It’s almost a year since I attended the Honey Sensory analysis course in Bologna, Italy, with 14 other bee people from around the globe.
I’d attended with no agenda as to how it may be of interest in my world, let alone how it would have influenced my career.
The trip was my first abroad alone since recovering my health and began a honey adventure which includes a ‘bee’ trip to Bhutan this coming November.
I soon realised that by learning to develop taste sensitivities to various honeys, I would be able to help save the bees by raising awareness on what exactly the bees feed on and the importance of that diversity in their diet.
Here in the UK, our no 1 ‘weed’ is dandelion, yet it turns drab brown and green fields into a sea of yellow each spring, not to mention offering nectar and pollen to a vast selection of other solitary and bumble bees, their first spring feast of the year. How could this beautiful flower, related to the african gerbera, become the target for so many toxic chemicals and industries dedicated to its demise?
Dandelion honey is for me the first sign each year that the bees are and will be ok. A field of dandelions allows me to remove surplus honey from the hives, knowing that they’ve survived the winter and there is an abundant feast for them to carry them through the next few months, whatever the weather throws at us on this tempestuous isle.
Dandelions are also a magnificent herb for human health too, rich in vitamins and minerals and used for hundreds, and even thousands of years to boost the health and immunity of those who would drink it’s tea, eat the leaves or take the roots in the forms of tinctures and creams.
As I have travelled the world in the past 12 months, to Oman, Bulgaria, Spain and South Africa, I have tasted the honey from each region and learned about the health and wellbeing of the bees that produce it, and the keepers who take it from the bees.
…”A product to be valued and savoured, valued for the difficulty and skill needed to extract it safely from the care of the bees.”

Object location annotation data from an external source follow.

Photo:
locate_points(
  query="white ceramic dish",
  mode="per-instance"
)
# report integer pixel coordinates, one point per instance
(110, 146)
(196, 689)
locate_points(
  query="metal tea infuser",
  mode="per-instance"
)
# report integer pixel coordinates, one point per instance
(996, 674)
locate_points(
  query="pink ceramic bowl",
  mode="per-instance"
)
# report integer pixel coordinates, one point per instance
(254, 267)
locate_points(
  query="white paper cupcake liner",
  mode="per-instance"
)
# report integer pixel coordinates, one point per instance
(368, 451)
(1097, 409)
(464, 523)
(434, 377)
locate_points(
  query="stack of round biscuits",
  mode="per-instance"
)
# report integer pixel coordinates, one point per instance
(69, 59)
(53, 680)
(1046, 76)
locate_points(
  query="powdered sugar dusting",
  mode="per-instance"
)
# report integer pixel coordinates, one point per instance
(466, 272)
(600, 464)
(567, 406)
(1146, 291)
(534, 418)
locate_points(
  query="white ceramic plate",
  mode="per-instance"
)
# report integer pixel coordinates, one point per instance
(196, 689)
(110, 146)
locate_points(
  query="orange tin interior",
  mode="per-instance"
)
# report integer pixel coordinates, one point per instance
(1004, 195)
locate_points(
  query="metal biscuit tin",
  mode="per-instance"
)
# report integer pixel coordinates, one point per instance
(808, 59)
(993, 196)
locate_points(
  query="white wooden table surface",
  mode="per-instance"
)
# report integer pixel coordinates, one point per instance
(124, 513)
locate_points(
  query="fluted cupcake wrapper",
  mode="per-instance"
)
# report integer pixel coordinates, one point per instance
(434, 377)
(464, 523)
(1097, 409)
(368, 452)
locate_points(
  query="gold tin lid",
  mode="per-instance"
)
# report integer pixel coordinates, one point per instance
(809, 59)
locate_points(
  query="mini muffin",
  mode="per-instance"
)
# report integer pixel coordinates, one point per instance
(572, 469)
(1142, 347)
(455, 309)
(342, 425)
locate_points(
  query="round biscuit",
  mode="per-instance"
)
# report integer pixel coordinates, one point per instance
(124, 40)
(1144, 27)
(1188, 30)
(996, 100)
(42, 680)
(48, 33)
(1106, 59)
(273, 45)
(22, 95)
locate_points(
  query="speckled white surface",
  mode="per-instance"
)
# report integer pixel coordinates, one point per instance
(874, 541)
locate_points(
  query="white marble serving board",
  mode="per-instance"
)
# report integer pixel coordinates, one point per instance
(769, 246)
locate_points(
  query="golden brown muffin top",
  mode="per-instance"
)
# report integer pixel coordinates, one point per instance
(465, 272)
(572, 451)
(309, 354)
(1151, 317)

In South Africa, I ran three honey tasting workshops at Babylonstoren ( gardens and hotel in the Cape) for staff and visitors wanting to learn more about the varieties of honey sources. I found it particularly interesting that the local Fynbos honey was by far the most popular for the locals. Could this be due to the ‘Ratatouille’ effect? The wonderful tear jerking moment when the food critic is taken back to his childhood the instant the ratatouille dish tingled his taste buds. Do our first tastes of honey as a child, as a treat from a neighbour or relative straight from the hive, or with lemon and honey to aid during sickness, remain as positive associations keeping us loyal to that first taste?
I strongly believe that honey is our medicine, I love the passage from the Quran which states ” Set up hives in the mountains, and in the trees, and in what they construct… from their belies emerges a fluid of diverse colours containing healing for the people. Surely this is a sign for those who reflect’
The emphasis there is the last words, ‘for those who reflect..’ There are so many references in ancient religious and traditional medicine documents that talk about honey as a medicine, to be taken as prevention and cure of ailments, but in small quantities. A product to be valued and savoured, valued for the difficulty and skill needed to extract it safely from the care of the bees.
In Oman I noticed how particularly treasured and respected honey and bees were. The price reflected this value with some honeys selling for £100 a litre!
‘…from their belies emerges a fluid of diverse colours containing healing for the people. Surely this is a sign for those who reflect”
In less populated and more abundantly floral countries where the chemical route has not been trodden with farming, the bees have a plentiful diet and are happy to share their bounty, particularly as their carers are people who reflect and don’t abuse their relationships with the bees. Where land is vast and free it is also easier to have honeys made from one main source and so the distinct flavours and properties of that plant are identifiable.
This Friday I am holding a honey tasting evening in my home town of Castle Cary. With honeys from New Zealand, Oman, South Africa and across Europe including flavours such as coriander, sidr, chestnut, clover, heather and sunflower I can share some of the knowledge learned in Bologna last November, and stretch the varieties from the Italian apis mellifera honeys to the apis florea ( stingless asian bee), Apis mellifera capensis (South African Cape bee) and our own native apis mellifera mellifera (the black bee).
Maybe getting a taste for our own native hawthorn, wild flowers and borage honey will pave the way for a taste of dandelion honey, not only saving the flowers but the bees and ourselves in the process!